Jak nad zatrutą wodą.

Cóż może rzec woda zatruta?

BLATT

(stanął, niewidoczny w drzwiach refektarza)

BORN

Czy mam zatem spytać ojców?

PRZEOR

Spytaj. Niech ci odpowiedzą.

BORN

(do Chóru)

Gdzie jest Żyd?

CHÓR

Żyda nie ma w klasztorze.

BLATT

(wyszedł na środek refektarza)

Tutaj jestem.

Nazywam się Emanuel Blatt.

Ojcowie nie są winni.

Cóż winne może być otwarte okno

Albo cóż winne mogą być otwarte drzwi,

Jeżeli przez nie wpada do pokoju

Jesienny liść.

Okno nie jest winne.

Drzwi nie są winne.

Wiatr jest winien.

Wielki wiatr zerwał się na dworze,

Wielki wiatr.

Niech pan oficer każe mnie zastrzelić.

BORN

(podszedł do Blatta, przygląda mu się i wybucha śmiechem)

W habit go odziali, kłamliwe klechy!

W biały habit! Cóż za maskarada!

 

Przestaje się śmiać. Pejczem uderzył Blatta przez głowę.

 

BLATT

(bez słowa zatoczył się pod ścianę. Oparł się ręką o krucyfiks wiszący na ścianie)

CHÓR

Jezus Maryja!

(chce podbiec do Blatta)

PRZEOR

(chce podbiec do Blatta)

BORN

Stać, klechy! Stać, klechy, w miejscu!

(wyciągnął z kabury browning)

Stać, bo będę strzelał!

PRZEOR I CHÓR

(zastygli w bezruchu)

BORN

(do Chóru)

Niechaj jeden z was pójdzie na dziedziniec

I przyniesie mi stamtąd kłębek

Kolczastego drutu. Żołnierze mu dadzą.

(wskazuje na jednego z Chóru)

Ty idź.

JEDEN Z CHÓRU

(spojrzał na Przeora)

BORN

Czy słyszałeś!? Ruszaj!

JEDEN Z CHÓRU

(wyszedł)

PRZEOR

Co chcesz uczynić?

BORN

(chowając browning do kabury)

Zobaczysz.

PRZEOR

Błagam cię, zostaw w spokoju tego człowieka.

BORN

Jesteś nudny.

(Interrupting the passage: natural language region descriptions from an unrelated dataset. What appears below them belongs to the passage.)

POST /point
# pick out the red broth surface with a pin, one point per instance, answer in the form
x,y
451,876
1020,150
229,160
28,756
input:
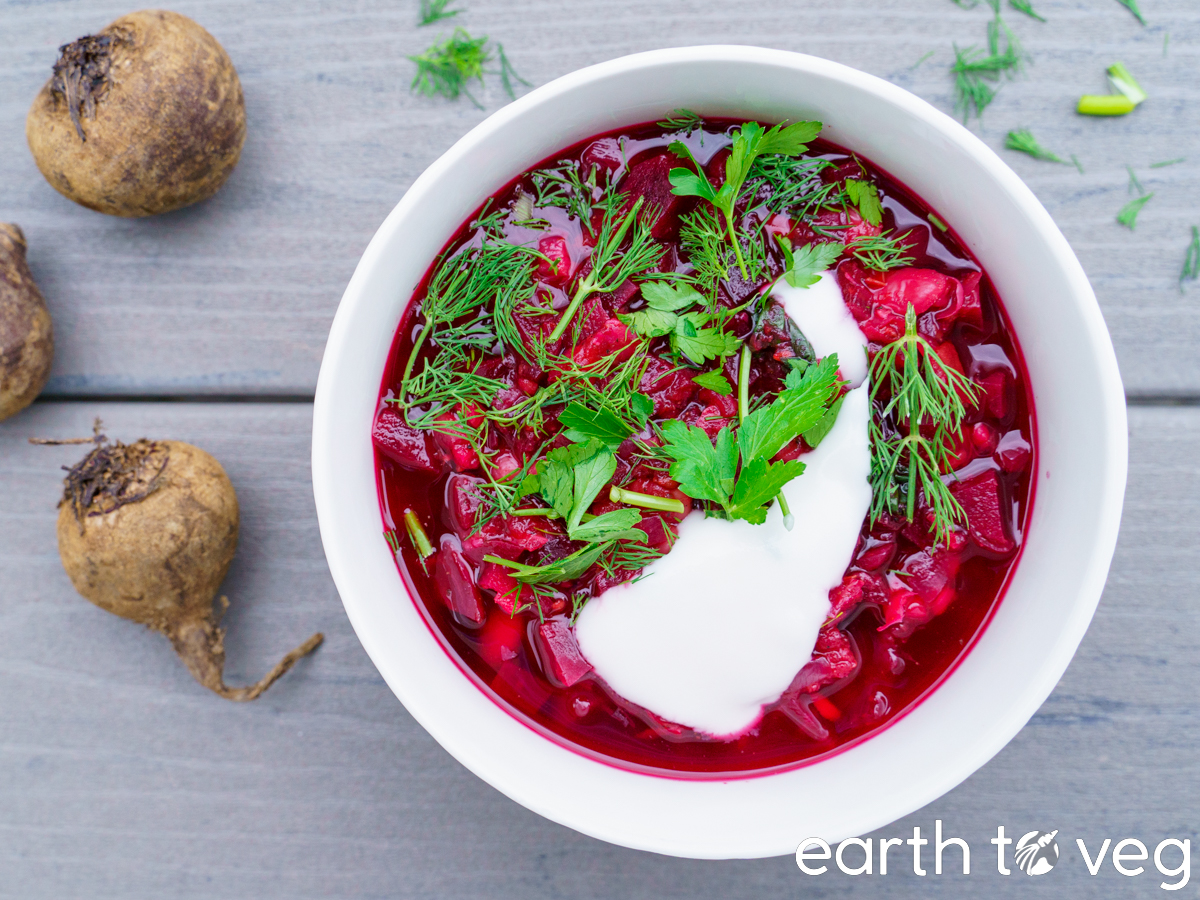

Raczej pomyśl o twoich ojcach,

Których każę rozstrzelać. Mieszkańców miasteczka

Spędzę na klasztorny dziedziniec,

Aby zobaczyli,

jak umierają kłamcy i buntownicy.

Ciebie też będą oglądać,

Jak asystujesz przy egzekucji.

I znów pomyślą,

że Łaska Pańska w postaci Borna czuwa

Nad świątobliwym przeorem

I roztacza nad nim opiekuńcze skrzydła.

Wszyscy będą cię chwalić i błogosławić

Za hart ducha i nieskazitelny charakter,

I tak się zacznie proces twej beatyfikacji!

JEDEN Z CHÓRU

(wszedł, nieśmiało zbliżył się do Borna i wręcza mu kłębek kolczastego drutu)

BORN

(wziął kłębek drutu z jego ręki)

Zbliż się tutaj, Żydzie.

BLATT

(powoli zbliża się do Borna)

BORN

Tu masz pejcz! Trzymaj! To będzie twe berło!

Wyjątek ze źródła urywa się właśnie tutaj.